L'homme présenté comme un VRP de la cocaïne dans les boites de nuit comparaissait libre, mais il a été écroué à l'issue du procès. Il devra purger une peine de prison de trois ans ferme.

Nom de code : McDo ou Poisson rouge

Le premier réseau, c'est celui de l'importation de la drogue depuis l'Espagne, souvent via Monteux et le quartier du Vieux moulin. Les prévenus sont consommateurs et prétendent participer à un trafic de cigarettes ou de T-shirt contrefaits.

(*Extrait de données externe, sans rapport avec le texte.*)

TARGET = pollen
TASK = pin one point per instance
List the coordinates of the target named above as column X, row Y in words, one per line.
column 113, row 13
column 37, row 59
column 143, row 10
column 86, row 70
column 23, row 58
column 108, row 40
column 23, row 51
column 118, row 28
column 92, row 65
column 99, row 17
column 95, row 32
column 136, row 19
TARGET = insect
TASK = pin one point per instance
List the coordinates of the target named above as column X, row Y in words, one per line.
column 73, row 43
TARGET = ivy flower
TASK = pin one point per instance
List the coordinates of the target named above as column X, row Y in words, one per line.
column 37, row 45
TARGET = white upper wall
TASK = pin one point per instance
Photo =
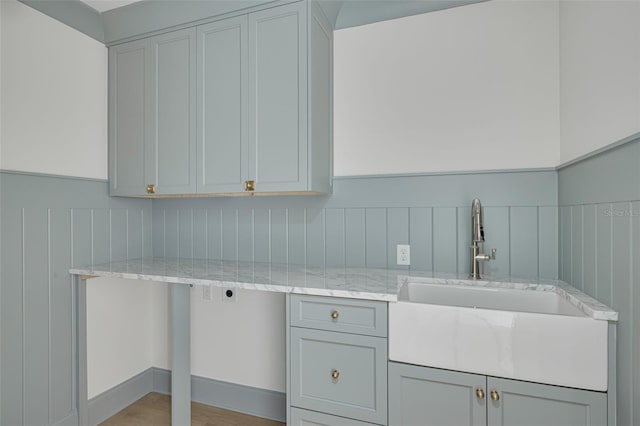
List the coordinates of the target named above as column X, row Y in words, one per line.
column 599, row 74
column 468, row 88
column 54, row 96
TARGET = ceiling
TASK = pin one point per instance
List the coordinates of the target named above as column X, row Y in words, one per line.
column 102, row 5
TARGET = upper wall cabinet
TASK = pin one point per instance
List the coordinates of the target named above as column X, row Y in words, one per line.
column 239, row 105
column 152, row 115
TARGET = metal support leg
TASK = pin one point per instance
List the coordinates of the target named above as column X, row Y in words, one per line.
column 80, row 284
column 181, row 350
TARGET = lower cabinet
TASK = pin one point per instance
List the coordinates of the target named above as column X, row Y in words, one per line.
column 422, row 396
column 337, row 377
column 313, row 418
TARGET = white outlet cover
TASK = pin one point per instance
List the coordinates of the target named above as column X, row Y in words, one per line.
column 404, row 254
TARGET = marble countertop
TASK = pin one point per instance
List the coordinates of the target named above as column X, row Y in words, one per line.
column 357, row 283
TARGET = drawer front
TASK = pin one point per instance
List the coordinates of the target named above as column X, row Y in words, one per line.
column 311, row 418
column 338, row 373
column 343, row 315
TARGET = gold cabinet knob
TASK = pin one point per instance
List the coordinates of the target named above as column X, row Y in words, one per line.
column 249, row 185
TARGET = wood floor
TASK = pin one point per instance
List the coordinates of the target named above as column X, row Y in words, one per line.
column 154, row 409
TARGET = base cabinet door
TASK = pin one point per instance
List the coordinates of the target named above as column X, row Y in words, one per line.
column 532, row 404
column 339, row 373
column 313, row 418
column 421, row 396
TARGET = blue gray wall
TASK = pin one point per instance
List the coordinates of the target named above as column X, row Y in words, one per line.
column 366, row 217
column 49, row 224
column 599, row 239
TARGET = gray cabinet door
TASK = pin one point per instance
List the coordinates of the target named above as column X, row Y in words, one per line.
column 533, row 404
column 278, row 98
column 339, row 373
column 223, row 139
column 421, row 396
column 129, row 112
column 171, row 160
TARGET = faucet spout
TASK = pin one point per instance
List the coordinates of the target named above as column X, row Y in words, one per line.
column 477, row 240
column 477, row 229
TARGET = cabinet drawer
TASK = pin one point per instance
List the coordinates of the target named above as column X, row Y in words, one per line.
column 343, row 315
column 338, row 373
column 311, row 418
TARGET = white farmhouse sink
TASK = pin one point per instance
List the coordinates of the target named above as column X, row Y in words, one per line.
column 532, row 334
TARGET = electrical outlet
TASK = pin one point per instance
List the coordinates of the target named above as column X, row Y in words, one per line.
column 207, row 292
column 229, row 294
column 404, row 254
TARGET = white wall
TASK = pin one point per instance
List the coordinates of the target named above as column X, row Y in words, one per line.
column 54, row 120
column 241, row 342
column 119, row 331
column 599, row 74
column 468, row 88
column 54, row 91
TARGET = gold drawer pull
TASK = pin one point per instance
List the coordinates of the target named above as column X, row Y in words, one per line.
column 335, row 374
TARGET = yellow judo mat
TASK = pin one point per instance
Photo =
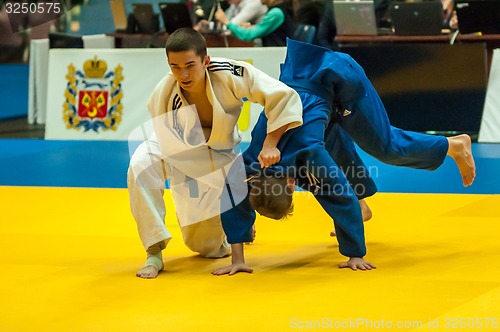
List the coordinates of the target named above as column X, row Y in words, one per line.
column 68, row 259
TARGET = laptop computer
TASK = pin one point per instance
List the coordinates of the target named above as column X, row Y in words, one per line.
column 175, row 16
column 355, row 17
column 478, row 16
column 417, row 18
column 119, row 14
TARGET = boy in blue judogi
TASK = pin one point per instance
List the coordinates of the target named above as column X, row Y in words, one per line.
column 340, row 106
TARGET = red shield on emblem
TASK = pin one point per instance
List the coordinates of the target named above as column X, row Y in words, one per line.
column 92, row 103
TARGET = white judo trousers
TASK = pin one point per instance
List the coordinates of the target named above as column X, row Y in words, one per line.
column 147, row 174
column 198, row 178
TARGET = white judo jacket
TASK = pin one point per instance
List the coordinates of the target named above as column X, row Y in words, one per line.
column 199, row 168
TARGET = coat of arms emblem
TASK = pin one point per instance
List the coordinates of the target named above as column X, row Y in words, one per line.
column 93, row 97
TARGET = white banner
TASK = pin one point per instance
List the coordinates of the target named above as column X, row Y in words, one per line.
column 101, row 94
column 490, row 123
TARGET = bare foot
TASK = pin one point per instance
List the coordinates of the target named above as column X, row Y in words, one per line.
column 461, row 151
column 366, row 213
column 148, row 272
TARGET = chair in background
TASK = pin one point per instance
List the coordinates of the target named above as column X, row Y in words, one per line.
column 305, row 33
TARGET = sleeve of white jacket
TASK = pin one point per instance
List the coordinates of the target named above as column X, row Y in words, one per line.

La drogue avait des noms de code : McDo pour le cannabis de Monclar, Poisson rouge pour la drogue de Monteux. Les codes entendus par les gendarmes parlent de couleur, de taille… Mais personne n'arrive à décrire ces fameux T-shirt.

Sanglier, c'est le surnom d'un trafiquant, reconnaît des aller-retour Espagne - Monteux dans la nuit pour importer des cigarettes, rien d'autre. S'il est dans ce dossier, c'est parce que les écoutes prêtent à confusion...

L'autre réseau est celui des clients et personnel des boîtes de nuit d'Avignon : La Cage, la Scène, le Shelter, l'Halogene, le Belano et même le restaurant asiatique de la route de Marseille.

Certains responsables savaient

Un seul a reconnu pendant l'enquête que l'établissement servait à récupérer les commandes. Il s'est suicidé. Les autres nient, parlent simplement de dépannage en cocaïne pour les amis même si la présidente du tribunal a ironisé sur ces tournées chaque soir dans tous les lieux de la nuit d'Avignon du jeudi au dimanche, un vrai travail de VRP de la cocaïne. Les gendarmes ont vu une transaction, place Crillon.

Un autre demandait des interventions de plomberie. Certains responsables de boîtes savaient... Ils demandaient parfois que les transactions se passent à l'extérieur, sur le parking.